While reading Dr Debroy’s note, I was spurred into exploring my detachment with life, for two of Dr Debroy’s thoughts echoed consistently — whether on his possible passing away permanent loss will accrue (except one personal loss), and his concluding sentence on whether the mind will or can heal from the experience undergone.
On loss, Dr Debroy wrote, ‘not much social loss’, ‘possible private loss’, finally concluding with ‘no permanent loss’. And so I wonder, what is loss, beyond the dictionary? Is loss just the future loss of the social value we create, the networks we might have enriched in the future? Is loss quantified as the missing ideas that someone would have ideated had life not been cut short? Is loss seen as the empty seat at the dining table that speaks of the love that once flowed? Is the absence of grieving an indicator of the impermanence of loss? I borrow ink from CS Lewis and Madeleine L’Engle who called the death of a beloved ‘an amputation’. You indeed feel like you have lost a limb when you lose someone you love. The pain, searing at first, persistent yet fading as time passes, and as the months go by, the dull ache of loss, the bottomless pit in your being that talks of your loss, all the time. The loss is permanent but you learn to live with the loss. Does it mean the loss is lost? Maybe not. We are so adept at adapting, we learn. Yet, the loss is potently permanent. You cannot tell someone to stop missing their arm, or their leg, you cannot tell someone to stop missing someone they loved. Like the vaccine response, my muscle memory invokes my sense of personal loss on losing my father. As we step out of the festive season, for one going through the loss of a loved one, this time of the year is that intrusive thought that keeps scraping off the scab every time, and any hopes of living with a healed scar are lost. And so was it for us as a family, this year.
Navigating a melange of emotions, my mind was occupied with what Chimamanda Ngozi Adichie, in her deeply felt memoir ‘Notes on Grief’, wrote, “I am writing about my father in the past tense, and I cannot believe I am writing about my father in the past tense”. This sentence remained with me ever since, for this parting sentence of the book carves an abyss so deep where even silence does not reach. I realised I will choke if I told myself the meaning of Chimamanda’s sentence, and so I just read it like it is, literally. Is this loss not permanent? I have learnt to live with the loss of my father whom I loved dearly, but is routine akin to forgetting? I affirm, no. If Chimamanda could not bear the thought of writing about her father in the past tense, was loss really impermanent?
Dr Debroy concluded his note wondering whether the mind will or can heal from the experience undergone.

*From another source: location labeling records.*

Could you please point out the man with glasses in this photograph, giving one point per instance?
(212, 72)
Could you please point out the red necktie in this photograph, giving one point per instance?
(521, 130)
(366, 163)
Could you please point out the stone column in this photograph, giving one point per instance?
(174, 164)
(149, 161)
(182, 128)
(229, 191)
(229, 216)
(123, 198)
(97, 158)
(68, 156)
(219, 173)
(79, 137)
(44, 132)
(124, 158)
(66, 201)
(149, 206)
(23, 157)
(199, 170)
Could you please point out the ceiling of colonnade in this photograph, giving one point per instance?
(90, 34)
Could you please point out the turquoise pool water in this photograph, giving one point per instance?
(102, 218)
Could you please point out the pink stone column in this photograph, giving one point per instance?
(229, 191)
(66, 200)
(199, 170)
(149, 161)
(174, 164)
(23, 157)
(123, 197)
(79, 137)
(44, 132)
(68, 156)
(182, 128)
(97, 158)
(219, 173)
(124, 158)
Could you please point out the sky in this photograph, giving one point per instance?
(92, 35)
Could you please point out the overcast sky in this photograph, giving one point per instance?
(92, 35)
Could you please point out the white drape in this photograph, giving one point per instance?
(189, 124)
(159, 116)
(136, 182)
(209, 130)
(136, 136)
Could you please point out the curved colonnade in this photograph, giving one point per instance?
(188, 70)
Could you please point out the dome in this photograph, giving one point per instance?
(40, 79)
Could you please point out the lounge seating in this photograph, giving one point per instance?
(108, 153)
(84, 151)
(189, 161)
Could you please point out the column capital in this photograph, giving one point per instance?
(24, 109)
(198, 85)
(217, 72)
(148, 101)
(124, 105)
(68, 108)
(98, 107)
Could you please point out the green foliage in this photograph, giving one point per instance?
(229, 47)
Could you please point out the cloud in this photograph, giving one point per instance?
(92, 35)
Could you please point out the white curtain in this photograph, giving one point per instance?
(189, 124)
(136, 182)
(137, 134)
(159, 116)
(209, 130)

This nudged me to think whether the very act of writing our own obituary can be termed as an inflexion point in the trajectory of our lives, for a self-obituary is not just a reflection on how we lived life, but a blueprint of how we intend to live life. Dr Debroy spoke with detachment of the vast body of work he leaves behind, but the intangible aspects of loss and detachment are what he leaves for us to think. What if we write our own obituaries at some point in our lives, will we be able to add meaning to the years lived, and the moments to be lived?
Dr Debroy, in writing your obituary, you have etched the permanence of our loss, you have imparted language to what can only be felt. In feeling the sense of loss at losing you, not public or social or private, loss, in its very atomic form, I did not need to know you, I just needed to know losing, or loving. That I look up to you has made the gash of this loss deeper.